NO3ラジカル (以下NO,) とN2O5は夜間に高濃度で存在する物質である。
NO3はモノテルペン類を始めとするVOC等と反応し, 過酸化ラジカルや硝酸を生成する。N2O5はエアロゾル表面で不均一反応を起し, 硝酸を生成する。これらの反応は夜間における重要なNOx消失反応である。
今回, 我々は新しい手法としてレーザー誘起蛍光法 (LIF法) を用いた高感度, 高時間分解能を有するNO3/N2O5測定装置を開発した。NO3, N2O5の検出下限値はそれぞれ5pptv, 7pptvである (10分値)。
この装置を用いて2003年の12月に東京都立大学 (東京都八王子市) にて夜間都市大気中のN2O5の測定を行ったところ, 100-800PPtvのN2O5が観測された。また, NOの存在下でもN2O5が存在することがわかった。

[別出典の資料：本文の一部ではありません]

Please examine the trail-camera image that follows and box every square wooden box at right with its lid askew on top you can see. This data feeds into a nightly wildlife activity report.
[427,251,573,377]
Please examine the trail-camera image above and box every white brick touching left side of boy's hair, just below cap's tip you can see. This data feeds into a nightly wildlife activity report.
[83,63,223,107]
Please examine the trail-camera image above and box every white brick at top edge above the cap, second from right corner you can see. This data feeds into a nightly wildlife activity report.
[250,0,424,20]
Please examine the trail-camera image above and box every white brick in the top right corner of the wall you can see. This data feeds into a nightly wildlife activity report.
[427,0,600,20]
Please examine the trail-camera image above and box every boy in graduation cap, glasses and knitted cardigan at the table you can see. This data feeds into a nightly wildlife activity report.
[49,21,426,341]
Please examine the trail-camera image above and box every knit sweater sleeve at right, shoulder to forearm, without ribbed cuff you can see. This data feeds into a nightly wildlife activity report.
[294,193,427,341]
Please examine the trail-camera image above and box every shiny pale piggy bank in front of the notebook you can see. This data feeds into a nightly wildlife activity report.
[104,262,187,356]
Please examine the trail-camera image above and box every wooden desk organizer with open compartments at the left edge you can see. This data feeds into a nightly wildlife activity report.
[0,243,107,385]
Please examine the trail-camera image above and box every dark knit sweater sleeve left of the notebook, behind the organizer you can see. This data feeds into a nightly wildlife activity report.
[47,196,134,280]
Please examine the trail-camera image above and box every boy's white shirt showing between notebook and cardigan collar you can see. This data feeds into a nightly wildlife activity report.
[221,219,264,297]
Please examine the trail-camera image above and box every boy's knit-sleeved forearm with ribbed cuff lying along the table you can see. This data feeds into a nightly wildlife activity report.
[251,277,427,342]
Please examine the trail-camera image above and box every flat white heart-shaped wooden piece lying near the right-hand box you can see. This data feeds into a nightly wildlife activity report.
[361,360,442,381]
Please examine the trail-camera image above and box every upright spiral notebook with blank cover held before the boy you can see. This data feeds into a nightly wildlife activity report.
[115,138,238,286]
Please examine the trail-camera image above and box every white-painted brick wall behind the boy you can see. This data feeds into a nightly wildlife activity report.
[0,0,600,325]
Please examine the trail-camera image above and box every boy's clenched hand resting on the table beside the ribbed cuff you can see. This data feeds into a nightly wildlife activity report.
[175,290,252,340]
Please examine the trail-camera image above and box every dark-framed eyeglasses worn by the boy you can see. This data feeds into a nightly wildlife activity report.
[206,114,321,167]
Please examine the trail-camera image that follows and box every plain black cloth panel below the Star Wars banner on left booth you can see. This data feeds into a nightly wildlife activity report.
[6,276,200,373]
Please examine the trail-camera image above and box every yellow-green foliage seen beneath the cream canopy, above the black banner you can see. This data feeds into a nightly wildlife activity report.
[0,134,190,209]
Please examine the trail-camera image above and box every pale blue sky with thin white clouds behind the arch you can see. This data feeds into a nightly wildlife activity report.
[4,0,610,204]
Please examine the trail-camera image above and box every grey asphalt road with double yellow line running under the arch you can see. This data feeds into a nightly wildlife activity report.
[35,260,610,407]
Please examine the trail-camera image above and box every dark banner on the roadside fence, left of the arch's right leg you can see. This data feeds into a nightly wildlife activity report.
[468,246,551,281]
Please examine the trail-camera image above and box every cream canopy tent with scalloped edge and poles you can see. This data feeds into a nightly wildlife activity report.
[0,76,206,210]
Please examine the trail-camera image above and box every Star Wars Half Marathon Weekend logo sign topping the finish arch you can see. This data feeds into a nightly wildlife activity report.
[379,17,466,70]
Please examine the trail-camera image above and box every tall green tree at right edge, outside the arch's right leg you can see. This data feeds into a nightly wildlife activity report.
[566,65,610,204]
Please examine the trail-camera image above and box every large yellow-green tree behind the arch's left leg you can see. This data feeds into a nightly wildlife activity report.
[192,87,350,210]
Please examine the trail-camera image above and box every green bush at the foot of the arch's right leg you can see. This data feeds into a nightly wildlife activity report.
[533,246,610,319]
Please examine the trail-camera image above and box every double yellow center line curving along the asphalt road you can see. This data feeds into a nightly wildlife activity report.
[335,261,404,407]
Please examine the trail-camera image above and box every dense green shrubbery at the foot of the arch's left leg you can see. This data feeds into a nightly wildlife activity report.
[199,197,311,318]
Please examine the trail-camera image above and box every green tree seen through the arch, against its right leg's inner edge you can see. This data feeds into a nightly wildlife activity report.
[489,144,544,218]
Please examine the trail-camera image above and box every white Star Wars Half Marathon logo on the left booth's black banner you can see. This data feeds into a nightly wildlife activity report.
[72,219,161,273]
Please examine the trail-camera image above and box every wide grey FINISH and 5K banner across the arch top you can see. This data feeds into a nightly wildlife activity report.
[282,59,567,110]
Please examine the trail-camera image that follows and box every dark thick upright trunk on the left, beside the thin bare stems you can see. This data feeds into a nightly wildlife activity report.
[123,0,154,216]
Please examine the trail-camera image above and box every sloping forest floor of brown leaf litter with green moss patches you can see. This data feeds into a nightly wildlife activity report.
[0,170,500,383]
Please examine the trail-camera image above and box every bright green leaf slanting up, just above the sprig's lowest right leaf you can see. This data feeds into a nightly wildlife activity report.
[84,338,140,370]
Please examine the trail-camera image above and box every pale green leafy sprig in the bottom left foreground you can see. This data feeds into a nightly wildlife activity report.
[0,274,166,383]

この観測の結果, 冬季におけるNOx消失反応としてNO3とVOCの反応は寄与が小さく, N2O5の不均一反応が支配的であることがわかった。N2O5の不均一反応によるNOx消失量は5.4ppbv/nightとなり, 昼間のOHラジカルを介した反応と同程度の量であった。このことから, 夜間におけるN2O5の反応は大気の酸性化に重要な役割を果たすことが判明した。